PROFOUNDLY disabled pensioner Aileen Wright has won a six-month battle for Craigavon Borough Council to send out helpers to wheel out her bins for the Monday morning collection.
Bleary woman Mrs Wright, who suffers from the debilitating condition scleroderma, put in her first request in February. But even after she satisfied all the conditions, she was still waiting for the council to send someone out to do the job - until Monday of this week (following press attention).
She has the typical symptoms of scleroderma, affecting her skin, heart, lungs, kidneys and oesophagus. There is no cure - “it’s a case of simply waiting for the end, and yet I cannot persuade the council to do this task for me, one which they have advertised widely”.
Mrs Wright (70) began suffering the worst effects of the condition last June when her heart failed and she was placed on oxygen. She struggles to breathe, and her kidneys and liver are badly affected. “I have three bins - the green, blue and brown - and I made the request back in February for the council to place them out for the Monday morning collections, as they promise in their literature. But the message doesn’t seem to have got through to the Civic Centre.”

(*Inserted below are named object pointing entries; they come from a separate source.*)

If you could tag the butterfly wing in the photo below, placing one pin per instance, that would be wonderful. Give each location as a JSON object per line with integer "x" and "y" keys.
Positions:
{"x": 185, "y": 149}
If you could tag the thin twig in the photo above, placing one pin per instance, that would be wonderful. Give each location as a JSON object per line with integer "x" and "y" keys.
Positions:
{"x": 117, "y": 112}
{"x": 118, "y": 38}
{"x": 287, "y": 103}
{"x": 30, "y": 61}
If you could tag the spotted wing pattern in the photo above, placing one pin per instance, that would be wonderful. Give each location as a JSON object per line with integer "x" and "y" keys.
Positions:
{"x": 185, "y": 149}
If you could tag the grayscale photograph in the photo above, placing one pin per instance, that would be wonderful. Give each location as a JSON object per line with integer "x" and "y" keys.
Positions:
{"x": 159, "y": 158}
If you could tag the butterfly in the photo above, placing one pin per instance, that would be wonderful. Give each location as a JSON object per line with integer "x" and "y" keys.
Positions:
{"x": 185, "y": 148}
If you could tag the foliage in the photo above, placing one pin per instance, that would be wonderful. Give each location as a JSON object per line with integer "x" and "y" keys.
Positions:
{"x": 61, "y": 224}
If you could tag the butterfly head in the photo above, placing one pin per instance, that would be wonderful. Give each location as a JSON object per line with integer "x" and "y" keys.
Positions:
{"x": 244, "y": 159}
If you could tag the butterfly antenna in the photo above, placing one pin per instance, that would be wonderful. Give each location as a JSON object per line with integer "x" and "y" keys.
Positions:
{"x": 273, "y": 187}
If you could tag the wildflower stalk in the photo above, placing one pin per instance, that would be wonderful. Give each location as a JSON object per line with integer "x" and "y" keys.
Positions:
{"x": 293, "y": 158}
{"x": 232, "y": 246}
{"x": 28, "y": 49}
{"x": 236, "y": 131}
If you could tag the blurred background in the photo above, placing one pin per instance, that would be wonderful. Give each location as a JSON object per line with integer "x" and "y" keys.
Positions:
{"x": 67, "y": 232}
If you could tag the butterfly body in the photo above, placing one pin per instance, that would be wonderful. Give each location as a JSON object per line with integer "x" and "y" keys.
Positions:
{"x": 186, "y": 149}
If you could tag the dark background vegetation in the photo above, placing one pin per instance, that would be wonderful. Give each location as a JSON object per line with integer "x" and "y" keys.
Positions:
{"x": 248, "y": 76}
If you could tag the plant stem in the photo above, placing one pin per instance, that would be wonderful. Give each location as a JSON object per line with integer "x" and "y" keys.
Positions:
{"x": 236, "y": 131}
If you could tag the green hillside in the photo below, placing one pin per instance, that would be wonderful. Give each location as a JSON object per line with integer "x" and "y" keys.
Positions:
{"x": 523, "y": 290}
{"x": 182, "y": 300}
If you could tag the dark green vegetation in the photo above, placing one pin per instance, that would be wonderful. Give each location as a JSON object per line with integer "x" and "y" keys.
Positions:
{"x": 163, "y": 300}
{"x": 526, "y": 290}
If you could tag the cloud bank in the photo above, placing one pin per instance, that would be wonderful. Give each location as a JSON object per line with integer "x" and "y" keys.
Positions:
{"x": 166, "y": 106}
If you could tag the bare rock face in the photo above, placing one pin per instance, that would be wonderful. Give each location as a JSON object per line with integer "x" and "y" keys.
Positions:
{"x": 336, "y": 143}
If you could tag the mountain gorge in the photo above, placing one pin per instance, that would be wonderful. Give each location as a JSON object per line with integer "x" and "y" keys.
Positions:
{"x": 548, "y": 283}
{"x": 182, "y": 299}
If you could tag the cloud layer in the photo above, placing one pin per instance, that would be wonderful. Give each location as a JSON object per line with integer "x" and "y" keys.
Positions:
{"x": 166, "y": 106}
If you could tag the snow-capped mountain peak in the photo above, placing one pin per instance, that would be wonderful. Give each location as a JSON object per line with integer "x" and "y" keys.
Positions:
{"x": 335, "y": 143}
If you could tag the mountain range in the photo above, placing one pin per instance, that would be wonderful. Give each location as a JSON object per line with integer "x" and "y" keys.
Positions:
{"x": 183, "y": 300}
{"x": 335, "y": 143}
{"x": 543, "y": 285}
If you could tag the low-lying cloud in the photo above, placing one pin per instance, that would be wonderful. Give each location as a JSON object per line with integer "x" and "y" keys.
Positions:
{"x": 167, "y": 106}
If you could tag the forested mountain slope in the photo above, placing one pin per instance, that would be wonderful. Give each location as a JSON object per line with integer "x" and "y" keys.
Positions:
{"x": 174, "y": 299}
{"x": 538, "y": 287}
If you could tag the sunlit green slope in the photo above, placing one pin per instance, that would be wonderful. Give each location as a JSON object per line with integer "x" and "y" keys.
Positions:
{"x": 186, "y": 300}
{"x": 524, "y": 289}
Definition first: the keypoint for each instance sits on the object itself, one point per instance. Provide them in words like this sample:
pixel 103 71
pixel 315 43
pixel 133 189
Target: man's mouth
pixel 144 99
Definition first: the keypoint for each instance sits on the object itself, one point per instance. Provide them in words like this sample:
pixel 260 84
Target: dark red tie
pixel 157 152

She received a form in March to formalise the request, which she duly filled in, but received a reply that she would have to back it up with a doctor’s line - she organised that in April.

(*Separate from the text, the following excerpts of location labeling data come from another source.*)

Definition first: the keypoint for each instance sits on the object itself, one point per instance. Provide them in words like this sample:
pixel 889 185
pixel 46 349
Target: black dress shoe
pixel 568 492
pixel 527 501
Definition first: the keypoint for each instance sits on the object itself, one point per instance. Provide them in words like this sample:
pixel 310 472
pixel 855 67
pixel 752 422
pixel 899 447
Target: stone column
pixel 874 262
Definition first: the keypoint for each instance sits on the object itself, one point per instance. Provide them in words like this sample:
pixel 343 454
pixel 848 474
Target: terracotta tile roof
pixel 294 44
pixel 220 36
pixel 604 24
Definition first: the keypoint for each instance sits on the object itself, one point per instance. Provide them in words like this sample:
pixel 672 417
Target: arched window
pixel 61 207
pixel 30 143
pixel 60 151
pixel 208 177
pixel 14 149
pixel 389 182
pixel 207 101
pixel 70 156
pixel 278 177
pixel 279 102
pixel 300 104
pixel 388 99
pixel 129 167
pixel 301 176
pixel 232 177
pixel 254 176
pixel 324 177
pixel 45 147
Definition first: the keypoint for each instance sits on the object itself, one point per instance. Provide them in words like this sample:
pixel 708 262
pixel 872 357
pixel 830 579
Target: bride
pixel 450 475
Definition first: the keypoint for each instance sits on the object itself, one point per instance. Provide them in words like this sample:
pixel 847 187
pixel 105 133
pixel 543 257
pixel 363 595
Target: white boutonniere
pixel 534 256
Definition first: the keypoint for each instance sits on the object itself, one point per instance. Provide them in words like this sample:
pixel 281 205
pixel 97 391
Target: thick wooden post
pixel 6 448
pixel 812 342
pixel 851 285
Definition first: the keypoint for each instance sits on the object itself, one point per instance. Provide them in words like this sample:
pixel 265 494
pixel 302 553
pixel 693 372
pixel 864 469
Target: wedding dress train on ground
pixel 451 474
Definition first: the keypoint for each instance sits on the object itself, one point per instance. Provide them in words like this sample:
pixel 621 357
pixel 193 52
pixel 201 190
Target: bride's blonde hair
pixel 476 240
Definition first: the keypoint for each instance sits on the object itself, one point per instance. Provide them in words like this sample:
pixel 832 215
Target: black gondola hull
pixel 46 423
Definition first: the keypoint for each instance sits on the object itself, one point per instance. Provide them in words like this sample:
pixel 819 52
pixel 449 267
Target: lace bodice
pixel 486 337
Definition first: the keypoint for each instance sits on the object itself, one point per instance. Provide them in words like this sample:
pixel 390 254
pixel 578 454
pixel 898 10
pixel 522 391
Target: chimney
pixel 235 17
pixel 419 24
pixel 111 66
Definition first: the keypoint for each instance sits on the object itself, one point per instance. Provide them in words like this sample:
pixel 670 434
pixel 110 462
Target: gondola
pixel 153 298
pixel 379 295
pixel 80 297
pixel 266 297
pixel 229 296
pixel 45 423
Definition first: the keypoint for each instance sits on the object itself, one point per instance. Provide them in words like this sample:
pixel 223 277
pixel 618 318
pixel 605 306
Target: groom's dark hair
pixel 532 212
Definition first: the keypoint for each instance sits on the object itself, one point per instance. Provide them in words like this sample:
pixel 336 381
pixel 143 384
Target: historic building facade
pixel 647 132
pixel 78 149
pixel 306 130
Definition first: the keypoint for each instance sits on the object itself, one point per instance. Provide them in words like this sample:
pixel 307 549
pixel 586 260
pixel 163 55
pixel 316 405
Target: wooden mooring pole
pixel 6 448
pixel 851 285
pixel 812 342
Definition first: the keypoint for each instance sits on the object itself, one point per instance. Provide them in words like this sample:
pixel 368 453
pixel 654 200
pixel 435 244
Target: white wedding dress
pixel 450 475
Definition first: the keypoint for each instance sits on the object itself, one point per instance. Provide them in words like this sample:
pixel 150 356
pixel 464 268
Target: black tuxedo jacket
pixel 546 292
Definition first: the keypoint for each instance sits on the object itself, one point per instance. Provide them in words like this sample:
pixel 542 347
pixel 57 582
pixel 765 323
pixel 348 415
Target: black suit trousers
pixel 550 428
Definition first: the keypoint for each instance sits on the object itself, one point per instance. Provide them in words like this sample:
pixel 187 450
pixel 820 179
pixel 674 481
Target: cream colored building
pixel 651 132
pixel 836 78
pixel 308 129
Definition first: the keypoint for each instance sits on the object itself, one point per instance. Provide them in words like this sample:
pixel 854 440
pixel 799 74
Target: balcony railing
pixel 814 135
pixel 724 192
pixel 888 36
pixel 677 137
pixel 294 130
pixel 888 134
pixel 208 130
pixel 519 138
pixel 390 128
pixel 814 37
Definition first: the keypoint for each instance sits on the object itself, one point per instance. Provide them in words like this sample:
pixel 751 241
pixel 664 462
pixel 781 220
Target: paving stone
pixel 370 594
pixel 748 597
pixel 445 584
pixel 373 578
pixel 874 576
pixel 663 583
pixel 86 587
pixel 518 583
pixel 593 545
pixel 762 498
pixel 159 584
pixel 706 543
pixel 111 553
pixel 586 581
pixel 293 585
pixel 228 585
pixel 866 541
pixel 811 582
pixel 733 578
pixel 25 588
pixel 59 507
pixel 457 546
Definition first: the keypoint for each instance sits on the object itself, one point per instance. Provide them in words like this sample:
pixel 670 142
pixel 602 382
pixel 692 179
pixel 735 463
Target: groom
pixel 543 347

“The council then confirmed in May that I qualified,” said Mrs Wright. “I was given to understand that someone would call prior to the binmen’s visit - they call between 9am and 11am each Monday - and it’s just a matter of wheeling the bins from the back garden via the gate where they are collected.” She added she had been on the phone virtually every week to have the matter resolved, and that “occasionally they sent out a lorry to empty my bins when I threatened them with the media or local politicians.”
“It’s very frustrating when the binmen call in the drive and my bin isn’t emptied,” she said. “Of course, it isn’t the binmen’s job to pull it out. If they did that for everyone who needs the service, they’d never get their rounds completed.”

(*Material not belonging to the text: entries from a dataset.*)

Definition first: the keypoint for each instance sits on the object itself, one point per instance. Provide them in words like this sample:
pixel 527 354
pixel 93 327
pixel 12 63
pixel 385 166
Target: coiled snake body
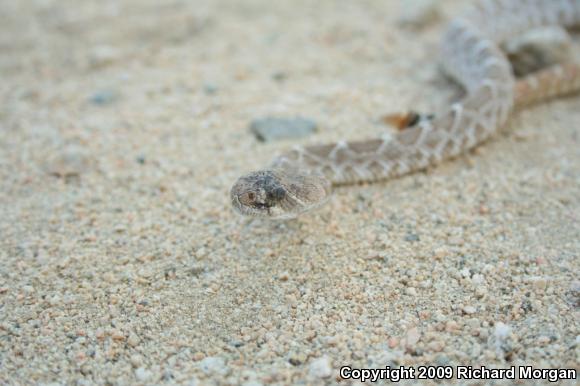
pixel 301 179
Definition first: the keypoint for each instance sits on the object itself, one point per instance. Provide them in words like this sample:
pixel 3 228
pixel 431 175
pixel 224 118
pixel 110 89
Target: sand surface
pixel 123 126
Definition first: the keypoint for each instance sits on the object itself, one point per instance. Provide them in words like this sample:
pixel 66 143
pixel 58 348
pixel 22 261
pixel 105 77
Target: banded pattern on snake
pixel 301 179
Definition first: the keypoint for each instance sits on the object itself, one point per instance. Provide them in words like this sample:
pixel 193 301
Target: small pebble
pixel 213 365
pixel 469 310
pixel 419 13
pixel 320 368
pixel 143 374
pixel 272 129
pixel 69 161
pixel 411 237
pixel 104 97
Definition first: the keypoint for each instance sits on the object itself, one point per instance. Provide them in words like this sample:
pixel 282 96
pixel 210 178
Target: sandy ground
pixel 123 126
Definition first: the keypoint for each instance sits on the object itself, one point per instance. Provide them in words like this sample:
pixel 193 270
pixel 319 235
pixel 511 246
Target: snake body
pixel 301 179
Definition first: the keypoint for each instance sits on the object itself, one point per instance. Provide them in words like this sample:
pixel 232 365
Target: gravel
pixel 122 263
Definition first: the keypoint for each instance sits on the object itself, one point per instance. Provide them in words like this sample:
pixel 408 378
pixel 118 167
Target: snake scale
pixel 302 178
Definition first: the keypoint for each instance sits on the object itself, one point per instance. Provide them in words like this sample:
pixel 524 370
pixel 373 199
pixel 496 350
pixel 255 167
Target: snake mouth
pixel 256 210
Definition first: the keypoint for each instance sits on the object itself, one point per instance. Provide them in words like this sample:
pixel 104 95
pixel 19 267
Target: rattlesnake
pixel 301 179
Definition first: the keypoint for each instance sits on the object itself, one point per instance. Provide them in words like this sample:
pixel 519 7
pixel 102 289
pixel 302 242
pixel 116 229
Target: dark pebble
pixel 272 129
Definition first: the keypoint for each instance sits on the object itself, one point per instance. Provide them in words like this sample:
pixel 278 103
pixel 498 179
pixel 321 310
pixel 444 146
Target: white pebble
pixel 320 368
pixel 143 374
pixel 213 365
pixel 419 13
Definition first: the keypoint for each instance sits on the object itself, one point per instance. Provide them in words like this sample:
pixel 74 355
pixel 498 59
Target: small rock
pixel 411 338
pixel 70 161
pixel 296 359
pixel 213 365
pixel 538 48
pixel 451 326
pixel 419 13
pixel 411 237
pixel 271 129
pixel 133 340
pixel 320 368
pixel 143 374
pixel 210 88
pixel 469 310
pixel 136 360
pixel 103 97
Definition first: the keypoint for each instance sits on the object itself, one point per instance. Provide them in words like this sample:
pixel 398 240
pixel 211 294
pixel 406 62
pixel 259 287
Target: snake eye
pixel 248 198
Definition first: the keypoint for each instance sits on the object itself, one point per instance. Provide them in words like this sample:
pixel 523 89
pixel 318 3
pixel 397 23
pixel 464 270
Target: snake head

In the meantime, Mrs Wright has to rely on the goodwill of friends, neighbours and extended family to put out her bins when they fill up, “but I hate imposing on them”. She went on, “Scleroderma is an awful illness, especially as I had scarcely had a day off during my career as a civil servant and a librarian until I retired at 64. It’s so frustrating.”
On Monday Aileen was delighted to see her long battle was over with the promised help arriving to put out her bin.